So our new books are out and available now on Amazon. The first one is on Fin Tech, and the second on data, privacy and identity.
Continuing from the previous post (Part I of the Core Identity series), the goal of a Core Identity Issuer (CoreID Issuer) is to collate sufficient data – aggregate data and non-PII data — from members of a given Circle of Trust in order to create a Core Identity and Core Identifier for a given user (see Figure).
The Issuer performs this task as a trusted member of the Circle of Trust, governed by rules of operations (i.e. legal contract) and with the consent of the user. Architectures and techniques such as MIT OPAL/Enigma can be used here in order for the CoreID Issuer to obtain privacy-preserving aggregate data from the various sources who are members of the Circle of Trust.

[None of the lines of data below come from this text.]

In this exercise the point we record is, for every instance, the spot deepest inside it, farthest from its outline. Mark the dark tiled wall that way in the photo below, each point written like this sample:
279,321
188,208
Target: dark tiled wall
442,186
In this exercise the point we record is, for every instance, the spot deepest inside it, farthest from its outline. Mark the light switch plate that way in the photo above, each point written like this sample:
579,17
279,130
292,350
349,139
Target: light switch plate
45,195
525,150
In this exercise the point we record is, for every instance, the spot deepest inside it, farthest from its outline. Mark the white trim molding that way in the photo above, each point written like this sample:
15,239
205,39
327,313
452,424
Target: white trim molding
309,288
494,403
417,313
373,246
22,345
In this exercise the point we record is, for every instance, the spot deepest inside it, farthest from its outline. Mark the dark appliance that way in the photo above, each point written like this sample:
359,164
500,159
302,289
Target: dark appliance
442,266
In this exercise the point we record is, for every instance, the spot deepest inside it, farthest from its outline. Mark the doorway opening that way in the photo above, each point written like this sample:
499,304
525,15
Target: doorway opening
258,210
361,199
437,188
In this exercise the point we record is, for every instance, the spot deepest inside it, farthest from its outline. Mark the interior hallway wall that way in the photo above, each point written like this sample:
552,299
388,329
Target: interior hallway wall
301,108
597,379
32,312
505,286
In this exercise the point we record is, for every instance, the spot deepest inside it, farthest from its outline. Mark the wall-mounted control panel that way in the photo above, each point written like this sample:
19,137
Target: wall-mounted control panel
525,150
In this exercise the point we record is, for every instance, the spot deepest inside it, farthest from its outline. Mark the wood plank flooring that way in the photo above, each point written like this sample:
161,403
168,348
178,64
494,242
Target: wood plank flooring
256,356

The goals of the Core-ID Issuer within a Circle of Trust are as follows:
- Onboard a member-user: The Issuer’s primary function is to on-board users who are known to the CoT community, and who have requested and consented to the creation of a Core Identity.
- Collate PII-free data into a Core Identity: The Issuer obtains aggregate data and other PII-free data regarding the user from members of the CoT. This becomes the core identity for the user, which is retained by the Issuer for the duration selected by the user. The Issuer must keep the core identity as secret, accessible only to the user.
- Generate Core Identifier (unlinkable): For a given user and their core identity, the Issuer generates a core identifier (e.g. random number) that must be unlikable to the core identity. Note that a core identifier must not be used in a transaction. The core identifier value may be contained as a signed certificate or other signed data structure, with the Persona Provider as its intended audience (see Figure).
- Issue Core Assertions regarding the Core Identifier: The purpose of the Issuer generating a core identifier is to allow PII-free core-assertions regarding the user to be created. These signed core assertions must retain the privacy of the user, and must declare assertions about the core identifier.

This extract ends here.